Analyzing r/wallstreetbets Sentiment with Python, PRAW, and VADER

Learn to scrape r/wallstreetbets posts using Python’s PRAW library and analyze their sentiment with NLTK’s VADER tool. This hands-on tutorial covers Reddit API setup, data collection, sentiment scoring, and visualization—perfect for anyone interested in social media analysis or natural language processing.

Ever wondered what the overall mood is on r/wallstreetbets? Are people bullish or bearish? Excited or anxious? In this tutorial, we’ll learn how to scrape Reddit posts using PRAW (Python Reddit API Wrapper) and analyze their sentiment using NLTK’s VADER (Valence Aware Dictionary and sEntiment Reasoner) tool.

What You’ll Learn

By the end of this tutorial, you’ll be able to:

  • Set up PRAW to access Reddit’s API
  • Scrape posts from r/wallstreetbets (or any subreddit)
  • Use VADER sentiment analysis to gauge the emotional tone of posts
  • Visualize sentiment trends in the data

Prerequisites

Basic Python knowledge is helpful, but we’ll explain everything step by step. You’ll need Python 3.6 or higher installed on your computer.

What is PRAW?

PRAW (Python Reddit API Wrapper) is a Python library that makes it easy to interact with Reddit’s API. Instead of making complex HTTP requests, PRAW provides simple Python methods to retrieve posts, comments, and user information.

What is VADER?

VADER is a sentiment analysis tool specifically designed for social media text. It’s perfect for analyzing Reddit posts because it understands slang, emojis, and the informal language people use online. VADER gives each piece of text a sentiment score ranging from very negative to very positive.

Step 1: Installation

First, let’s install the required libraries. Open your terminal or command prompt and run:

bash

pip install praw nltk matplotlib pandas

After installing NLTK, we need to download the VADER lexicon:

python

import nltk
nltk.download('vader_lexicon')

Step 2: Setting Up Reddit API Credentials

To use PRAW, you need Reddit API credentials. Here’s how to get them:

  1. Go to https://www.reddit.com/prefs/apps
  2. Scroll down and click “Create App” or “Create Another App”
  3. Fill in the form:
    • name: Choose any name (e.g., “WSB Sentiment Analyzer”)
    • App type: Select “script”
    • description: Optional
    • about url: Leave blank
    • redirect uri: Enter http://localhost:8080
  4. Click “Create app”

You’ll see your app details. Note down:

  • The string under your app name (this is your client_id)
  • The “secret” field (this is your client_secret)

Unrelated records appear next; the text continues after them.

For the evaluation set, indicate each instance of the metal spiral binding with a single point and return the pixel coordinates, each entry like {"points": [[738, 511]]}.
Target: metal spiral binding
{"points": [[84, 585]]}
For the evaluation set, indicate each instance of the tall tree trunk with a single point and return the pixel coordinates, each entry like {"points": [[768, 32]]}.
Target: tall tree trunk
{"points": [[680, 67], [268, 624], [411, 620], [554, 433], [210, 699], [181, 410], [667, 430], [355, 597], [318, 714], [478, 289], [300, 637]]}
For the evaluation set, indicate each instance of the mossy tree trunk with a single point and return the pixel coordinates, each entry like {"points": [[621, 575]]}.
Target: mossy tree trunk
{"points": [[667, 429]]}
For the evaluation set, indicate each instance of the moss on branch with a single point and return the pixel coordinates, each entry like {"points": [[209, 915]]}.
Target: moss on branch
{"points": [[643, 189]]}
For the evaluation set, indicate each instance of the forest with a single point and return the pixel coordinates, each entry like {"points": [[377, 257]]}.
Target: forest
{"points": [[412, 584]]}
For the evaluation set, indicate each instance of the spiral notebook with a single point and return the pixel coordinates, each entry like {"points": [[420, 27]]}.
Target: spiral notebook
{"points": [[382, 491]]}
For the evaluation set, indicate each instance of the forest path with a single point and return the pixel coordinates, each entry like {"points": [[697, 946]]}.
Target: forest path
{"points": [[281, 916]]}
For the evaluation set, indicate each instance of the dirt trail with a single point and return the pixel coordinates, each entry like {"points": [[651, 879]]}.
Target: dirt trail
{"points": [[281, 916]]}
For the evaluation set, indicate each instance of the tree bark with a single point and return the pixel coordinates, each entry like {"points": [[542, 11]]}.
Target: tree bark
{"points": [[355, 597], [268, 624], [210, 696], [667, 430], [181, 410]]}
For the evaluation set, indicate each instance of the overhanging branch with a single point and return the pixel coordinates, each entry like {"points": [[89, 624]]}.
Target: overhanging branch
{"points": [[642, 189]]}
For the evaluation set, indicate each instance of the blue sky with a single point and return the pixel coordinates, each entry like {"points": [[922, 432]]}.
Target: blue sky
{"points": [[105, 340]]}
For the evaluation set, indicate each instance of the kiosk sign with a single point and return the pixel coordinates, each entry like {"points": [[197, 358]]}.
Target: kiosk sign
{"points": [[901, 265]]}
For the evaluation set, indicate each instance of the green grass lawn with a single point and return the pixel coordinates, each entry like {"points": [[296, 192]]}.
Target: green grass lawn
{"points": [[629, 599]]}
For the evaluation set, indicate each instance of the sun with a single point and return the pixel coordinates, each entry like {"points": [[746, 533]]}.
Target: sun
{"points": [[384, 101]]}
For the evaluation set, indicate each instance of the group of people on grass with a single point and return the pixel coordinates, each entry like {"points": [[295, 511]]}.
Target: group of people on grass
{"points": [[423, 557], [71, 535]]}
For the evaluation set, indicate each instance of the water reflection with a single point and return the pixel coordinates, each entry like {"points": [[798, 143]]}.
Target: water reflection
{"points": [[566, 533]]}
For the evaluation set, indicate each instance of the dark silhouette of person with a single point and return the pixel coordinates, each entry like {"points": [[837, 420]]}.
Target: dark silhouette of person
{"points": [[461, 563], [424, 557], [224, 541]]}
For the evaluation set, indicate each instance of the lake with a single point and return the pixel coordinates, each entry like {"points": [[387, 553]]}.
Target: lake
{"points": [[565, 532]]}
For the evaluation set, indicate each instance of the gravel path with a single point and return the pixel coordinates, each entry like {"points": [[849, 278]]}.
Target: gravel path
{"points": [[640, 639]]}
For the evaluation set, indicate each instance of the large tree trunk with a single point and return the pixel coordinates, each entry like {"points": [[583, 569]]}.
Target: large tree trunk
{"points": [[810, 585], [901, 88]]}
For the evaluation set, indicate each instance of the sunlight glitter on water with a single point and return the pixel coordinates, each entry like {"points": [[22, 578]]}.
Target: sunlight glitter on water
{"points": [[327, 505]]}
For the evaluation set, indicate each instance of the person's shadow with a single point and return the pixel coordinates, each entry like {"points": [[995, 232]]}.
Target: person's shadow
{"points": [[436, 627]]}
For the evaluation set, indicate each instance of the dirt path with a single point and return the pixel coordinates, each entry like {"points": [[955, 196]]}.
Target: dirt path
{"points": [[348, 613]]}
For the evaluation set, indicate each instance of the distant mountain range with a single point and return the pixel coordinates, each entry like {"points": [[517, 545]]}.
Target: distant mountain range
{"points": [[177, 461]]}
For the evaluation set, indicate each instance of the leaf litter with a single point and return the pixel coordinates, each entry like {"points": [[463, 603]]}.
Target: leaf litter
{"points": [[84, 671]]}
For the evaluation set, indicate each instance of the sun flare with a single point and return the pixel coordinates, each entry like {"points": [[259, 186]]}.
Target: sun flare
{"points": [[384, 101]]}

Step 3: Connecting to Reddit

Now let’s write some code to connect to Reddit:

python

import praw

# Initialize Reddit instance
reddit = praw.Reddit(
    client_id='YOUR_CLIENT_ID',
    client_secret='YOUR_CLIENT_SECRET',
    user_agent='WSB Sentiment Analyzer v1.0'
)

# Test the connection
print(f"Read-only mode: {reddit.read_only}")
print("Connection successful!")

Replace YOUR_CLIENT_ID and YOUR_CLIENT_SECRET with your actual credentials. The user_agent is a description of your app that Reddit uses to identify your requests.

Step 4: Scraping r/wallstreetbets Posts

Let’s scrape the top posts from r/wallstreetbets:

python

# Access the wallstreetbets subreddit
subreddit = reddit.subreddit('wallstreetbets')

# Get the top 100 hot posts
posts_data = []

for post in subreddit.hot(limit=100):
    posts_data.append({
        'title': post.title,
        'score': post.score,
        'id': post.id,
        'url': post.url,
        'num_comments': post.num_comments,
        'created': post.created_utc,
        'body': post.selftext
    })

print(f"Scraped {len(posts_data)} posts!")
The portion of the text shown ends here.